People who agree with spanking will read the article with rose coloured glasses because they don't want to see the truth. I don't agree with spanking AND I agree with the article...of course, it *could* just be Canadians...and I am a Canadian.
 
People who agree with spanking will read the article with rose coloured glasses because they don't want to see the truth. I don't agree with spanking AND I agree with the article...of course, it *could* just be Canadians...and I am a Canadian.

I don't think that's true. I don't agree or disagree with spanking and I read the article with my clear glasses & don't necessarily agree with it. You can find studies on anything on the internet. You should have read the link I posted about a study done that it depends on the age.

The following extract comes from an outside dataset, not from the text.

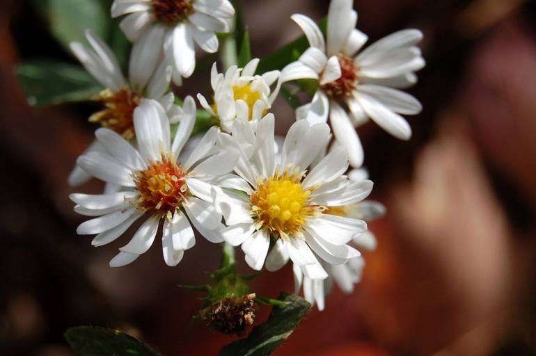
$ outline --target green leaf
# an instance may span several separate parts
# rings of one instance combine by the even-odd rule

Not every disciplinary action is going to work on every kid the same way, obviously.
 
I dont believe in spanking...but as Natsku said, Ive changed my mind on a lot of things since I became a parent so who the effin' hell knows what I will do?

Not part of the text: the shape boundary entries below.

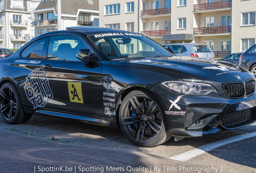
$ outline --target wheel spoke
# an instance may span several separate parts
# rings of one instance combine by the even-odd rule
[[[2,112],[2,113],[4,111],[5,111],[6,110],[6,109],[7,109],[7,108],[8,108],[9,107],[10,107],[10,104],[6,104],[5,105],[4,105],[4,106],[3,106],[2,107],[1,107],[1,108],[0,108],[0,110],[1,110],[1,112]],[[4,108],[4,107],[5,107],[5,108],[4,108],[4,109],[3,110],[2,110],[2,109],[3,108]]]
[[[137,122],[139,122],[140,121],[140,119],[138,119],[138,120],[134,120],[134,121],[127,121],[126,122],[124,122],[123,123],[123,125],[129,125],[130,124],[133,124],[134,123],[137,123]]]
[[[152,121],[151,121],[151,122],[152,122],[152,123],[153,123]],[[150,127],[151,127],[151,128],[152,129],[153,129],[153,130],[154,131],[155,131],[155,132],[156,132],[157,133],[160,133],[160,131],[161,130],[161,128],[159,128],[159,130],[157,130],[153,125],[152,125],[149,122],[148,122],[149,124],[149,126],[150,126]],[[158,128],[158,127],[160,127],[158,125],[157,125],[157,126]]]
[[[143,113],[144,109],[142,107],[136,97],[132,97],[130,99],[129,101],[132,104],[132,106],[134,107],[134,108],[138,112],[139,112],[139,113],[140,113],[140,114],[142,114]]]
[[[4,99],[5,99],[5,100],[7,100],[8,101],[10,101],[10,99],[9,99],[9,97],[6,95],[4,93],[4,91],[3,90],[1,92],[1,94],[0,94],[0,95],[1,95],[1,96],[2,96],[2,97],[4,98]]]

I wasnt spanked and I turned out ok but Im sure if I had been, I'd turn out ok. People turn out the way they do for a whole load of reasons. Spanking isnt the be-all and end-all of how a person will be.
 
I don't agree with that statement, I do not believe in hurting a child, but I was spanked as a kid, as were my 3 sisters, and I don't feel bad about my parents for it. It was always after we wouldn't listen to my parents several times, and we'd get one swift slap on the bum over the pants, and I don't feel bad about it now. I'd only ever do it to my son the same way my parents did it to me. It made me feel like "oh i guess they really didn't want me to do that."
I think there are fine lines, and spanking to hurt a child is crossing it. I'd much rather give a pat on the bum when my son is misbehaving then let him walk all over me and act like a complete brat like some parents do:shrug:
 
I find it sad that people who do believe in spanking, often think that those who aren't spanked aren't disciplined and walk all over their parents. It's such a shame that these people believe that spanking is the only way to discipline, and makes me wonder if they have even done any research into disciplinary measures before getting pregnant and instead just resort to how they were raised, even though research is pretty clear, it isn't the best way.
 
I'm siding with Ozzie on this one. I will be going a complete different way with discipline and will never raise my hand. I know a lot of my parenting believes have changed, but I don't think hurting anyone physically for whatever reason is right.

I do not believe I can teach my child to respect other people if I do not respect her. And to me spanking someone, or being spanked feels disrespectful.

Not judging anyone, just trying to explain my point of view and why I chose not to ever spank my child.